I feel that students here have a completely different understanding of life due to the situation in Palestine and what they face every day. I see and experience many interesting talks. In one of my first classes, we discuss the right to take his/her own life. And there were interesting discussions (harsh, to say the least) that made me think a lot about the practicalities of life. In addition, there are the religious aspects that many of the students carry alongside them and this is reflected in the classes. I feel that the students must be strong here. Not only because of the topics they are studying (most of the topics are related to the occupation) but also practical life aspects. Arriving at the university can take 30 min to 3 hours (if you are situated in Bethlehem for example). It is normal to take every day as a single day. There is no way to tell if something will happen and if there will be obstructions. Or maybe it can happen that the IOF will shoot tear gas bombs at the university during your study time.
In my free time here, I have been going around Jerusalem, Bethlehem, Jericho, Abu Dis, etc. Specially Bethlehem, not only because of the historicity of Bethlehem but because of Dheisheh Camp, one of the oldest refugee camps in Palestine.

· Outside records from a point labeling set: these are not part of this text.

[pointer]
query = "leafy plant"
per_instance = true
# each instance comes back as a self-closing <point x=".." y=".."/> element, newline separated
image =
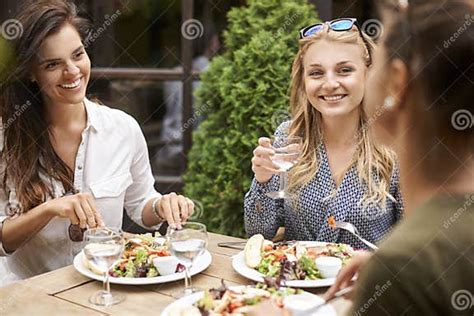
<point x="241" y="92"/>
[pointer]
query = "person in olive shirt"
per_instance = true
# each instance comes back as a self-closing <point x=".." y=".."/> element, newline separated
<point x="423" y="75"/>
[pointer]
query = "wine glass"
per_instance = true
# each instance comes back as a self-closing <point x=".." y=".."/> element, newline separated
<point x="287" y="152"/>
<point x="187" y="243"/>
<point x="103" y="247"/>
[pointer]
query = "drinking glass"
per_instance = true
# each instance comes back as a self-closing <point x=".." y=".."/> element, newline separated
<point x="287" y="152"/>
<point x="187" y="243"/>
<point x="103" y="247"/>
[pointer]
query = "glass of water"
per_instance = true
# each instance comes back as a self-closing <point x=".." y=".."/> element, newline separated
<point x="187" y="243"/>
<point x="287" y="152"/>
<point x="103" y="246"/>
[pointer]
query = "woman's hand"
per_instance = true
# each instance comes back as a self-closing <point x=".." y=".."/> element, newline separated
<point x="175" y="209"/>
<point x="79" y="208"/>
<point x="345" y="276"/>
<point x="262" y="165"/>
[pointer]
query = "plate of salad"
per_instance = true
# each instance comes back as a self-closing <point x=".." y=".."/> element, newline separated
<point x="238" y="300"/>
<point x="292" y="262"/>
<point x="137" y="264"/>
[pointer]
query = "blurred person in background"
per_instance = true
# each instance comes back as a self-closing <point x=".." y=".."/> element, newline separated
<point x="425" y="68"/>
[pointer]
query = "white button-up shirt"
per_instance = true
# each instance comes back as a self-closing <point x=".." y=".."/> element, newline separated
<point x="112" y="163"/>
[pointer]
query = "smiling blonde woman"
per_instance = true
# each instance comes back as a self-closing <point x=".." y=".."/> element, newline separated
<point x="342" y="172"/>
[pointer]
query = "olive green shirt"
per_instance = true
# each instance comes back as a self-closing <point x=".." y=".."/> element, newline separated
<point x="425" y="266"/>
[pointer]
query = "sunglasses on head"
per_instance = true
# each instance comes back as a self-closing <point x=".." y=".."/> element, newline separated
<point x="338" y="25"/>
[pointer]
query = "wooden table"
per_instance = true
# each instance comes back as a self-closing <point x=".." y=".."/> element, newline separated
<point x="65" y="291"/>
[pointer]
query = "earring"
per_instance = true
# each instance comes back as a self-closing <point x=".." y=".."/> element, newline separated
<point x="389" y="102"/>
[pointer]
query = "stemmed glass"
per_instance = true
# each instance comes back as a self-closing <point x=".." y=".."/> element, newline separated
<point x="103" y="247"/>
<point x="187" y="243"/>
<point x="287" y="152"/>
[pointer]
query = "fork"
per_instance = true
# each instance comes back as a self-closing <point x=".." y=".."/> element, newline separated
<point x="353" y="230"/>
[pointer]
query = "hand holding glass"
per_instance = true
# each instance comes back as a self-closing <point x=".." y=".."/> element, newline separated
<point x="287" y="152"/>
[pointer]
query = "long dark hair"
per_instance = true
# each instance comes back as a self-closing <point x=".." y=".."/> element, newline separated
<point x="27" y="150"/>
<point x="435" y="41"/>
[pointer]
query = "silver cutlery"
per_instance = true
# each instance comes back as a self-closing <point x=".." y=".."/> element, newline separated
<point x="315" y="308"/>
<point x="353" y="230"/>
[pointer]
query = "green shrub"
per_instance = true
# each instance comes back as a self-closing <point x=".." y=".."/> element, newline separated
<point x="241" y="91"/>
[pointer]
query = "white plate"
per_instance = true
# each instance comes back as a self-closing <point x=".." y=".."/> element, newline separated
<point x="174" y="308"/>
<point x="239" y="265"/>
<point x="201" y="264"/>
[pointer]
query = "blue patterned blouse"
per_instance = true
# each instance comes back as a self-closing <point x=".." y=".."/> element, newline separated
<point x="316" y="202"/>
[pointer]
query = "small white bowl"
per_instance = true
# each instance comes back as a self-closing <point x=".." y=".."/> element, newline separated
<point x="299" y="304"/>
<point x="328" y="266"/>
<point x="165" y="265"/>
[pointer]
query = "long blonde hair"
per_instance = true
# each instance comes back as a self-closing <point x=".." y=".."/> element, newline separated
<point x="374" y="164"/>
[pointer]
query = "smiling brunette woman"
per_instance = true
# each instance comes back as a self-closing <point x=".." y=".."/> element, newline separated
<point x="67" y="163"/>
<point x="342" y="171"/>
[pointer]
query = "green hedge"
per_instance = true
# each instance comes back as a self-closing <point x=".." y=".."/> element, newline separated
<point x="244" y="96"/>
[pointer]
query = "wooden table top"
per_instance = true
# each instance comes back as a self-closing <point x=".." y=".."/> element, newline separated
<point x="65" y="291"/>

I was able to be quite close to that community, joining them on walks, meetings, and even gardening in their neighborhood.
Life in Palestine is quite expensive. I pay more rent here than I pay in Finland and my shower sometimes doesn’t work. Still, food is way cheaper in comparison to Finland, not to mention that the taste of it is at least 10 times better.
I have made a lot of friends and have been able to take a lot of photographs and interact with people here in Abu Dis. Most of the time (if not all the time) Palestinians are quite welcoming. One thing that I still think that it is funny is that they often ask me to take pictures of them but after I take the picture they just leave, there’s no exchange of contacts or anything like that. They just want that I have a picture of them. And I feel that this is quite poetic. Basically, this is what we do when we enter and leave someone’s life. Everything is fast-paced and there are only a few seconds to make sense (or memory) of what we experienced. We can keep it in our minds and that’s all we need.